望了望右手袖底下那圈若影若现的红痕,莫名觉得耳根有些发烫。
等他后知后觉的他起头,才发现提莫西已经跟纳西莎离开了房间,门外隐约还可以听到纳西莎温柔的声音:“你在跟小龙说什么悄悄话......”
德拉科下意识的摸了摸微微发烫的耳根,耳边似乎又响起了布莱克细软的声音,一种怪异的感觉在德拉科心中乱窜。
5分钟后,小精灵桑迪小心翼翼的敲开了德拉科的门,这让本就莫名烦躁的德拉科冲这个无辜的小精灵发了火:“该死的,谁要你进来的?!”
“小主人不要生气,都是桑迪的错,桑迪是来给小主人送药的!”可怜的小精灵双眼通红,颤抖着身体不停的道歉。
“送什么药?”桑迪的话让德拉科提高了警觉。
“是提莫西少爷让我给您送来的消肿药,他说您下午不小心擦伤了手。”小精灵诚实的说道。
德拉科接过小精灵递过来的蓝色小玻璃罐,顿时不知该说什么。
该死的,这个布莱克真的懂得怎么去讨好一个马尔福!
这是德拉科在涂完药后得出的结论。
提莫西被安排在德拉科斜对面的房间里,这个房间虽比不上德拉科的房间大,但装饰华丽不失温馨,提莫西很是喜欢。
在洗过澡后,提莫西从行李箱的小木盒里拿出那本熟悉的手记,将手记翻到最后一页,出现了一封泛黄的信件,信封封面上用流畅的英文写着:“亲爱的荼蘼亲启”,提莫西凝视着好看的字迹,并没有将它打开,毕竟里面的内容他早已烂熟于心。
介于德拉科今天跟他说的话与信中的内容存在冲撞,提莫西不觉感到有些头痛,但疑虑与揣测并没有持续太久,他最终还是平静的合上了手记,将它仔细收回了盒子里。
或许是太过于劳累,提莫西迫切的需要睡眠,他几乎是脑袋刚挨到枕头就睡着了。梦里,伊尔迷那双空洞幽深的双眼一直凝望着自己,而念针刺入后脑勺的疼痛感似乎还能隐约的感受到。
总之,这一晚,提莫西睡的不太平稳。
这晚睡的不好的不止是提莫西,还有德拉科。准确来说,德拉科几乎是彻夜未眠,因为卢修斯在本该就寝的时间将他叫到了书房里。
“手是怎么伤的?”卢修斯几乎是开门见山的直奔主题。
原本困意朦胧的德拉科在听到卢修斯的话后,在一瞬间,睡意全无。
“下午打魁地奇的时候不小心擦伤的......这没什么,爸爸。”德拉科心虚的说道。
“是吗?我注意到你常用的那把扫帚今天受损很严重。”卢修斯面不改色的说道。
“那只是意外,爸爸,我说了没事。”德拉科故作淡定的答道,语气中多了点儿耍赖的意思。
“你现在是没事了,可你下午摔断了手腕,我说的对吗?德拉科。”
卢修斯话,一针见血。
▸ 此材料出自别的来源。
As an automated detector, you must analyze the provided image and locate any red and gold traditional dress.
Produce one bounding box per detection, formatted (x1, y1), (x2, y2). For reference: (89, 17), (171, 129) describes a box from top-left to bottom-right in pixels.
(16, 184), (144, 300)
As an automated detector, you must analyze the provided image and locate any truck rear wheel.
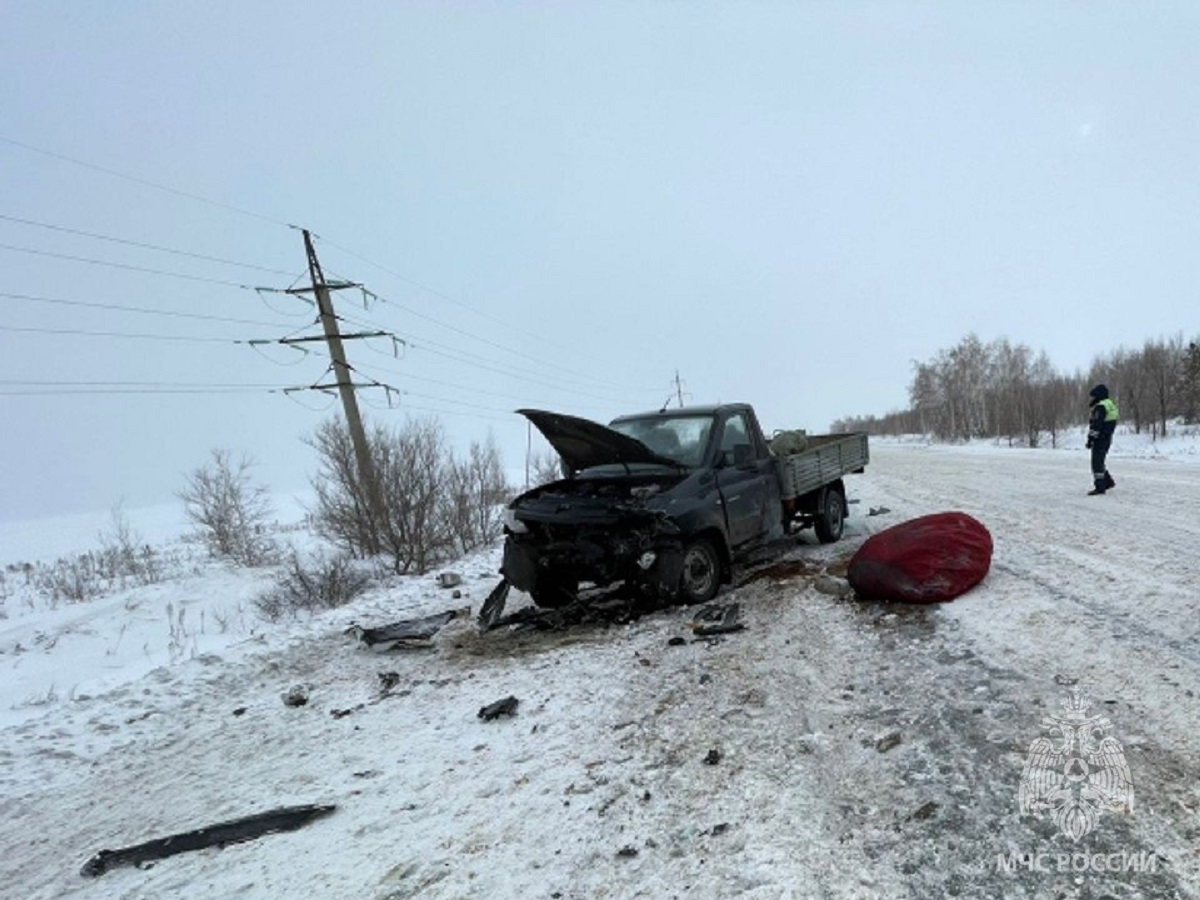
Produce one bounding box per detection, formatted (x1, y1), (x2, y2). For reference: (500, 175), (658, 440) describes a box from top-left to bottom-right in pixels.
(679, 538), (721, 605)
(815, 484), (846, 544)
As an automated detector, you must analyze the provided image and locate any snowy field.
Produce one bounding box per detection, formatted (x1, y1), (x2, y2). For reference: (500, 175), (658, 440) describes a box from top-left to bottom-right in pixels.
(0, 433), (1200, 900)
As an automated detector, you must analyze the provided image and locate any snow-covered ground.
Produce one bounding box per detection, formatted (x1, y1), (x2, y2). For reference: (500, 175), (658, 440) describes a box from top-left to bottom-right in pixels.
(0, 433), (1200, 900)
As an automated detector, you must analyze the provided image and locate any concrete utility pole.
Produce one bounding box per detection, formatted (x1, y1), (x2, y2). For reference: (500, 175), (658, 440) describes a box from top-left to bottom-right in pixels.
(302, 228), (380, 553)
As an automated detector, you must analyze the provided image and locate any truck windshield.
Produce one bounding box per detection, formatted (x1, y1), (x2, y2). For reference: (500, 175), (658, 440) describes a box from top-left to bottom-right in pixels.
(608, 415), (713, 467)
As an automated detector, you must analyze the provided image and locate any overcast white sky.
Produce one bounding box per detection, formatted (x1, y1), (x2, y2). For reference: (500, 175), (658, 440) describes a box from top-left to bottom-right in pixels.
(0, 0), (1200, 518)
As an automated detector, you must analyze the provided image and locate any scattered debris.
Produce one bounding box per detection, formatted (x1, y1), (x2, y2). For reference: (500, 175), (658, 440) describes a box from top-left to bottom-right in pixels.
(479, 578), (510, 631)
(875, 731), (904, 754)
(479, 695), (521, 722)
(908, 800), (937, 822)
(283, 684), (308, 707)
(690, 604), (745, 637)
(79, 805), (337, 878)
(379, 672), (400, 694)
(346, 608), (470, 653)
(812, 575), (854, 596)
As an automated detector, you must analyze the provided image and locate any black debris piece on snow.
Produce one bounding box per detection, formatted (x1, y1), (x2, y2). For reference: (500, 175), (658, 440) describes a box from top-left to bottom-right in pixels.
(478, 696), (521, 722)
(79, 805), (337, 878)
(691, 604), (745, 637)
(346, 610), (462, 653)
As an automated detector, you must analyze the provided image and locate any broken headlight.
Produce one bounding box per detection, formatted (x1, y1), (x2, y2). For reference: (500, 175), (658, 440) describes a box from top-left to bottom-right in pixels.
(503, 506), (529, 534)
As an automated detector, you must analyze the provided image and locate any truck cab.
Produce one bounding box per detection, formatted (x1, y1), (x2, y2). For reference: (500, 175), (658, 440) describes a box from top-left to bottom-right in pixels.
(500, 403), (865, 606)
德拉科的脸色不由得白了白。
他默不作声,开始暗自思考是哪里出了破绽,他想到了那个送药的小精灵。不对,或许应该更早些!答案似乎已经显而易见了。
“噢,那个该死的小精灵,马尔福家的叛徒!”德拉科几乎是咬牙切齿的说道。
“哈,德拉科,别怪我没有提醒你,虽然你也姓马尔福,但那些小精灵是我花钱买的,他们忠实于马尔福,更忠实于我。”卢修斯抬高了下巴,轻蔑的望了自己的儿子一眼。
卢修斯的话,让德拉科面如死灰,他已经准备好了卢修斯接下来的审问。果然,卢修斯沉声道:“手是怎么治好的,老老实实的告诉我。如果敢说一句假话,我就把你那堆扫帚送去厨房当柴烧。”